If I have learnt one thing in my career, it is that you are only as good as the people who teach you your trade.
How it all started
Although I started on a 2-year YTS course, this turned into a Time Served Apprenticeship, looking back on those days makes me feel really nostalgic about my humble beginnings. The engineering shop I learned to be a toolmaker in was filled with ancient machines all over 50 years old. Many of the machines were so old that electric motors had been retrofitted to them.
We had very little in the way of equipment, but I had a manager that would never turn down a job because we didn’t have the correct equipment to make something. I learnt that you could most likely solve every problem you come across if you think outside the box no matter what you have to hand.
In fact, last year, Ian Fellows invited me out for a meal. It was very humbling to be talking to the man who first put his trust in me. But most importantly, it gave me a chance to thank him. Had Ian not taken a risk on an argumentative, opinionated teenager in the mid-1980s, my career path may have been very different.
What I enjoyed about being an apprentice.
I learnt a lot during my apprenticeship
I also learnt how to take a joke gracefully, how to look busy when the boss walked past, and how important it was to build relationships and even friendships with my colleagues so I knew I could trust and rely on should the smelly stuff hit the fan.
Another thing I learnt was a very important life lesson and that was that “it is nice to be important, but it’s more important to be nice”.
I worked for MPI for around 20 years, and I have to say it was, without doubt, the best job I have ever had.
I was employed as a senior design engineer, but I never stopped learning. There was always a training course or a book or something that I could do to learn something else. I learnt about project management, cleanroom practices, materials. Every day is really is a school day.

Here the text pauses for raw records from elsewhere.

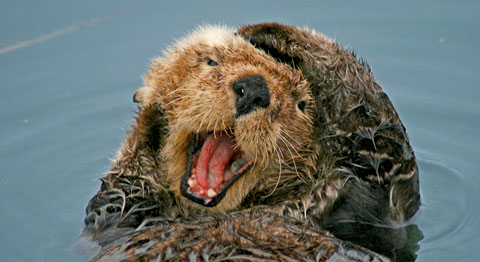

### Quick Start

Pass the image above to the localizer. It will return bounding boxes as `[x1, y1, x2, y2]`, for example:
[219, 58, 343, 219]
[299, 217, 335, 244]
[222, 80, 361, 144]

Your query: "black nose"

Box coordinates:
[232, 75, 270, 116]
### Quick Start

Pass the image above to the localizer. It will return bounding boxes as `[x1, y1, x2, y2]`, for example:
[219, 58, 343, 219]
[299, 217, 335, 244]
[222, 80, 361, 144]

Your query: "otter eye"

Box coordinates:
[297, 101, 307, 113]
[207, 59, 218, 66]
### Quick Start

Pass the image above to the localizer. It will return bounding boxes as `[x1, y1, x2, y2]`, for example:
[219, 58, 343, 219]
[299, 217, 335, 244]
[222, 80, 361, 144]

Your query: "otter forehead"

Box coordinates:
[164, 25, 249, 57]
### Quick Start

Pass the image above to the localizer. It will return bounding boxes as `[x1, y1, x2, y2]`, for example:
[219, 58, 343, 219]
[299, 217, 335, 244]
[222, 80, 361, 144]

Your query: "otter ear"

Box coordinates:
[238, 23, 308, 68]
[133, 86, 152, 106]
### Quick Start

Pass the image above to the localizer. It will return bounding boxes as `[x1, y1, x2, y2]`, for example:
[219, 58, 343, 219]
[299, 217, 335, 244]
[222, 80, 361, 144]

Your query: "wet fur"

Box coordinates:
[84, 23, 420, 260]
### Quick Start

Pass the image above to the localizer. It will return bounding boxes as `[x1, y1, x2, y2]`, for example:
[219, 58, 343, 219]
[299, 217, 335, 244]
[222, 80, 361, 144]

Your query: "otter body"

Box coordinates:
[84, 23, 420, 261]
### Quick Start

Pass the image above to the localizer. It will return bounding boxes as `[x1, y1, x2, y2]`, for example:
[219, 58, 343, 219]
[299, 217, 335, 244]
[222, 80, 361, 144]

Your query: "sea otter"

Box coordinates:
[84, 23, 420, 261]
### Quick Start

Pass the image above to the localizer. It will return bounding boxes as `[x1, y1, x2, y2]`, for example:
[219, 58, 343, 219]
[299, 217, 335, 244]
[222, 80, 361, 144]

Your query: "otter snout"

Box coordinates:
[232, 74, 270, 117]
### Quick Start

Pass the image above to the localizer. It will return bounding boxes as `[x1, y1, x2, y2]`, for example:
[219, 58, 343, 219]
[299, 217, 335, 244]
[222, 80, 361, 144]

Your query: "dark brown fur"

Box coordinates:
[85, 23, 419, 261]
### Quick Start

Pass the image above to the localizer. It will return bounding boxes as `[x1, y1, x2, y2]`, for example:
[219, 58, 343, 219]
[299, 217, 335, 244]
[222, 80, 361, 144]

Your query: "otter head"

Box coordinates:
[134, 26, 313, 212]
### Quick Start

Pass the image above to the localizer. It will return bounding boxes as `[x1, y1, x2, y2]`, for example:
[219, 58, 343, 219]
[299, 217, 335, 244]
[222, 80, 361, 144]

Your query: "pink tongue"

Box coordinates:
[196, 133, 235, 189]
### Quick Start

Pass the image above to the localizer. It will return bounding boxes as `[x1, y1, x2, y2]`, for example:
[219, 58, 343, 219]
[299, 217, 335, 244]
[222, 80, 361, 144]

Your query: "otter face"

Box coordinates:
[134, 27, 312, 212]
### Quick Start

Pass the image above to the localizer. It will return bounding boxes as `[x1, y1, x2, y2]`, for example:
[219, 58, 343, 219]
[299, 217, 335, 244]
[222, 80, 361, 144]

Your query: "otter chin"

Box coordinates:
[83, 23, 420, 261]
[180, 131, 254, 207]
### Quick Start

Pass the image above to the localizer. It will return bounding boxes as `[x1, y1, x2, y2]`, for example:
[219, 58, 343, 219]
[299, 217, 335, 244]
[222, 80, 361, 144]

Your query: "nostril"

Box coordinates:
[232, 74, 270, 116]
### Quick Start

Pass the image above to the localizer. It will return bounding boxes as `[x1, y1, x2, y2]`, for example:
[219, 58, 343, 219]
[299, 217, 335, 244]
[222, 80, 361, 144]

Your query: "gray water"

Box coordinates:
[0, 0, 480, 262]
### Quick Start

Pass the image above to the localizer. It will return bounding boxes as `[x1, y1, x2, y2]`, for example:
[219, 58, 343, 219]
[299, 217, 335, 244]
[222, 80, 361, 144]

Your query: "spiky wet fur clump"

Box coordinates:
[85, 23, 419, 259]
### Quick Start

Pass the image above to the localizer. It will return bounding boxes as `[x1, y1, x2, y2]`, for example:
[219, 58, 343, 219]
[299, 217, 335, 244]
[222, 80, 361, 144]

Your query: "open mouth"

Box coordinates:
[180, 130, 253, 207]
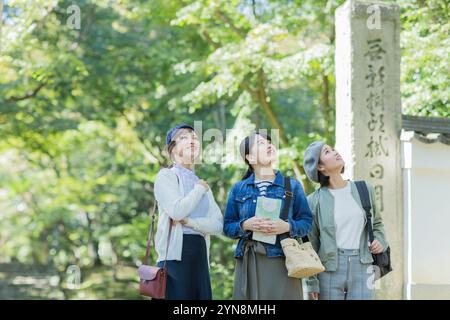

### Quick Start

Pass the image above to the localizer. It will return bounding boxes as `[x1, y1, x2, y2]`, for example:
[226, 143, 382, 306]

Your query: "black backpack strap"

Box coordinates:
[355, 181, 374, 243]
[280, 177, 309, 242]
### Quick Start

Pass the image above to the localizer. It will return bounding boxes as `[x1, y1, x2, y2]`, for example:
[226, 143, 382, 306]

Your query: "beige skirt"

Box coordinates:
[233, 240, 303, 300]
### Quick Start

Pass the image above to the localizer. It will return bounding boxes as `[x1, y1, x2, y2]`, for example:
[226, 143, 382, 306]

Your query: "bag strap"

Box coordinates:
[142, 200, 173, 269]
[280, 177, 309, 242]
[355, 181, 374, 243]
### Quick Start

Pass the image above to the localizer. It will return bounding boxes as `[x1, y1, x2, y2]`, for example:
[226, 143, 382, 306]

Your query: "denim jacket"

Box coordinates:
[223, 171, 312, 258]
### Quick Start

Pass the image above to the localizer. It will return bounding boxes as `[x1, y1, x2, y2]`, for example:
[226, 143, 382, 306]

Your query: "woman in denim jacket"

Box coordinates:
[303, 141, 388, 300]
[223, 133, 312, 300]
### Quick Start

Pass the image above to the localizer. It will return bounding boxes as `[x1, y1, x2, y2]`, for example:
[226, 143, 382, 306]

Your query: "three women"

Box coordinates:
[155, 125, 388, 300]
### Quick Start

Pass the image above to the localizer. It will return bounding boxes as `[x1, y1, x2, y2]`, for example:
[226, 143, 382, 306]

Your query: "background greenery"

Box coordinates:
[0, 0, 450, 299]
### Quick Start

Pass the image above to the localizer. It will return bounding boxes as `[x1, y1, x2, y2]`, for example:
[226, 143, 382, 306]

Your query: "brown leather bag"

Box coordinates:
[138, 201, 172, 299]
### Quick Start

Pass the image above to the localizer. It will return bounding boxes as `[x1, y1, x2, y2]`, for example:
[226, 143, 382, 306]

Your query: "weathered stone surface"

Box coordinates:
[335, 0, 404, 299]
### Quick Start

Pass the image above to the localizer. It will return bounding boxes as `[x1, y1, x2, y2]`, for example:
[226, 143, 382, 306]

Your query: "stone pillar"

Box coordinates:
[335, 0, 405, 299]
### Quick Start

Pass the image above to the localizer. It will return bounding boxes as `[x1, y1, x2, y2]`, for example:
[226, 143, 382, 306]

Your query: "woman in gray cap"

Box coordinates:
[303, 141, 388, 300]
[155, 124, 223, 300]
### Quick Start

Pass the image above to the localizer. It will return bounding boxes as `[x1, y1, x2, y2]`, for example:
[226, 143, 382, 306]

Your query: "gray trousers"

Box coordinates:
[318, 249, 375, 300]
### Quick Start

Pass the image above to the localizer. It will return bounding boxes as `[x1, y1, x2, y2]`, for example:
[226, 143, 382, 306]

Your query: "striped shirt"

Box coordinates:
[255, 180, 273, 197]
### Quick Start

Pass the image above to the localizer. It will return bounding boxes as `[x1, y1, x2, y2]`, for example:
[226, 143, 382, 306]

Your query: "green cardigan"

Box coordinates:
[306, 181, 388, 292]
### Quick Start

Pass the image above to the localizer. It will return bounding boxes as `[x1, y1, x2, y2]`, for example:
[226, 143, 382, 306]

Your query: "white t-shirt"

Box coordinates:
[328, 181, 365, 249]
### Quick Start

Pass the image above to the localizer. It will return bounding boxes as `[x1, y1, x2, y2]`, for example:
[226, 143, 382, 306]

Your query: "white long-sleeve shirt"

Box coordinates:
[329, 182, 366, 249]
[155, 168, 223, 262]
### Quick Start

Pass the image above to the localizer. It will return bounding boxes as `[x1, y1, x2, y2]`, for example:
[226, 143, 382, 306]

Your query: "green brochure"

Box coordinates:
[253, 197, 282, 244]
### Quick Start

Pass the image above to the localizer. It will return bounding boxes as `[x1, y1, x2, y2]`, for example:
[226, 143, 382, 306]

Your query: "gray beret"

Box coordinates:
[303, 141, 325, 182]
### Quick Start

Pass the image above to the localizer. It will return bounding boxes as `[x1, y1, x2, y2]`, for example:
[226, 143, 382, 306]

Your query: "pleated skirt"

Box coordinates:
[233, 240, 303, 300]
[158, 234, 212, 300]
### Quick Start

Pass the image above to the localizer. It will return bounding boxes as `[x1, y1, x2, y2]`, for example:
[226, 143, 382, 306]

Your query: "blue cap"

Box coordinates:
[166, 123, 194, 146]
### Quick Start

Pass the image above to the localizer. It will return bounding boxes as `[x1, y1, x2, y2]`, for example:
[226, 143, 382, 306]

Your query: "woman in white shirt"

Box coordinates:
[303, 141, 388, 300]
[155, 124, 223, 300]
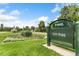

My top six tips for apprentices
- Never be afraid to ask a question. It really is true the only stupid question is the one you don’t ask.
- Always listen to the skilled workers, they really do know best. You are welcome to disagree with them, but they will most likely prove you wrong.
- Learn to make a good cup of tea. Your colleagues will be thankful you remembered they like 3 sugars in the blue cup, and not too much milk.
- Don’t take yourself too seriously. There will be times when you do something silly or get caught out in a prank. Don’t worry about it; it happens to us all. Even me, I was caught out more than once. Learn to laugh it off. You will enjoy your apprenticeship much more.
- Be passionate about your chosen trade. Even if it’s just a little bit passionate, you will have a burning desire to learn, and you will soak up more knowledge than you think is possible.
- Enjoy your apprenticeship. You will look back on it in years to come and realise just how important a time it was in your life and your career, it really does help to shape your future.
One more thing. To quote Ray Wadey, “be careful who you step over on the way up, you may need their help should you ever fall down”.